Perhaps we should stop calling them clumps, the toxic aggregates of tau protein that lead to Alzheimer’s disease and other neurodegenerative syndromes. Since “clump” is, by definition, a confused mass, one could get the idea that any tau clump is much like another. Not so. According to a new study, tau clumps have distinct structures, and these structures appear to account for much of dementia’s diversity. Tau clumps, despite their superficial disorder, may bring more clarity than confusion to the study, diagnosis, and treatment of neurodegenerative diseases.
The distinct structures of tau aggregates determine which type of dementia will occur, which regions of brain will be affected, and how quickly the disease will spread. This finding appeared October 27 in the journal Neuron, in an article entitled, “Tau Prion Strains Dictate Patterns of Cell Pathology, Progression Rate, and Regional Vulnerability In Vivo.”
The article describes how special cell systems were used to replicate distinct tau aggregate conformations. These different forms of pathological tau were then inoculated into the brains of mice. Each form created different pathological patterns, recapitulating the variation that occurs in diseases such as Alzheimer's, frontotemporal dementias, and traumatic encephalopathy.
“We … isolated and characterized 18 tau strains in cells based on detailed biochemical and biological criteria,” wrote the article’s authors. “Inoculation of PS19 transgenic tau (P301S) mice with these strains causes strain-specific intracellular pathology in distinct cell types and brain regions, and induces different rates of network propagation.”
In the cell systems, the tau strains alone sufficed to account for diverse neuropathological presentations, which were like those that define human tauopathies.

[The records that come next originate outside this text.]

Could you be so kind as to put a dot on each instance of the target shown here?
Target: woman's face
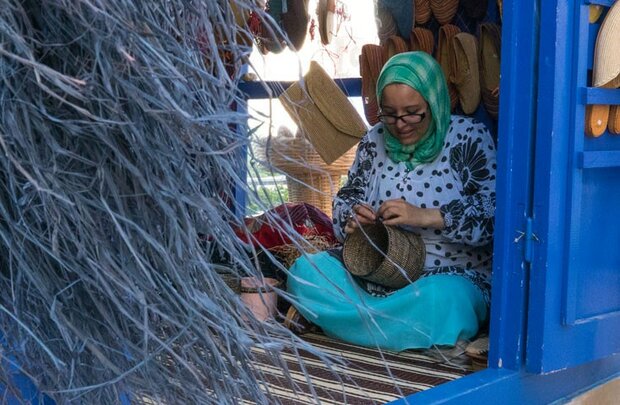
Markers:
(399, 100)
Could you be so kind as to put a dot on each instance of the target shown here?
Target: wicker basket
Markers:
(308, 177)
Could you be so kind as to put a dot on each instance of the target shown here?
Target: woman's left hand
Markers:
(400, 212)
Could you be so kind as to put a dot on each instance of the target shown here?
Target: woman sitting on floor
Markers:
(427, 172)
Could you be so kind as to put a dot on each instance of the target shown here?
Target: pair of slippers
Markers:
(471, 67)
(605, 72)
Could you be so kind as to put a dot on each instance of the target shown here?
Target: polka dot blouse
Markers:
(460, 182)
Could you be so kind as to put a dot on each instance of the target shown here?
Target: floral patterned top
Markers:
(460, 182)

“In addition to providing a framework to understand why patients develop different types of neurodegeneration, this work has promise for the development of drugs to treat specific neurodegenerative diseases, and for how to accurately diagnose them,” said Marc Diamond, M.D., founding director of the Center for Alzheimer's and Neurodegenerative Diseases, and professor of neurology and neurotherapeutics with the O'Donnell Brain Institute at UT Southwestern Medical Center. “The findings indicate that a one-size-fits-all strategy for therapy may not work, and that we have to approach clinical trials and drug development with an awareness of which forms of tau we are targeting.”

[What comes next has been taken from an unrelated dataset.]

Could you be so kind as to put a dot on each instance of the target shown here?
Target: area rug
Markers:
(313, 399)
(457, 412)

In previous studies, Dr. Diamond’s lab characterized two tau strains that stably maintain unique conformations in vitro and in vivo, but did not determine the relationship of each strain to parameters that discriminate between tauopathies, such as regional vulnerability or rate of spread. In the current study, Dr. Diamond’s lab took a closer look at tau strains and found that the structure of pathological tau aggregates alone is sufficient to account for most, if not all, of the variation seen in human neurodegenerative diseases that are linked with this protein.
Key findings from the current study include the following:
- Tau forms multiple, unique prion strains with distinct biochemical properties.

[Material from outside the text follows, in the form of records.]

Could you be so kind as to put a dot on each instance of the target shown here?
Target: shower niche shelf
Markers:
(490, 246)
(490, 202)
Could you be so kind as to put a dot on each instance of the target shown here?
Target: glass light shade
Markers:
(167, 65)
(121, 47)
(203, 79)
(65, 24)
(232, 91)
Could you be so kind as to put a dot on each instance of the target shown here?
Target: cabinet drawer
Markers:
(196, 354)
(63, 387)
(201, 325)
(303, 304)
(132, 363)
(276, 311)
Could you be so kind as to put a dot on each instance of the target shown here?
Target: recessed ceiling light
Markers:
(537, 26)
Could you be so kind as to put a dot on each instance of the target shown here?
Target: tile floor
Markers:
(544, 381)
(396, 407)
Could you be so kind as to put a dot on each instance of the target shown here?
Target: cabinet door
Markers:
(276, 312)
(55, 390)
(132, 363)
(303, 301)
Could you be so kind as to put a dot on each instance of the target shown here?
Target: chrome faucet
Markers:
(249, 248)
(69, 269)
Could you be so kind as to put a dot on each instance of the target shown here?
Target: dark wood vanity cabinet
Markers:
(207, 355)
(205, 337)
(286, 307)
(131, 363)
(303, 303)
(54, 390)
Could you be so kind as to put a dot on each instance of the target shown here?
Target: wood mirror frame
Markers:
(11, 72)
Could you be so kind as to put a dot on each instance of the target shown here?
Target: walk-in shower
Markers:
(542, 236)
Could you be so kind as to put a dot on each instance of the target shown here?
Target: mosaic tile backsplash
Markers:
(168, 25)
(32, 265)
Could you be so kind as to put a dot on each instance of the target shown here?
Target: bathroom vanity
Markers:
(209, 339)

- Tau strains induce diverse pathological phenotypes in vitro and in vivo.
- Tau strains target different brain regions and propagate pathology at unique rates.
“The challenge for us now is to figure out how to rapidly and efficiently determine the forms of tau that are present in individual patients, and simultaneously, to develop specific therapies,” noted Dr. Diamond. “This work says that it should be possible to predict patterns of disease in patients and responses to therapy based on knowledge of tau aggregate structure.”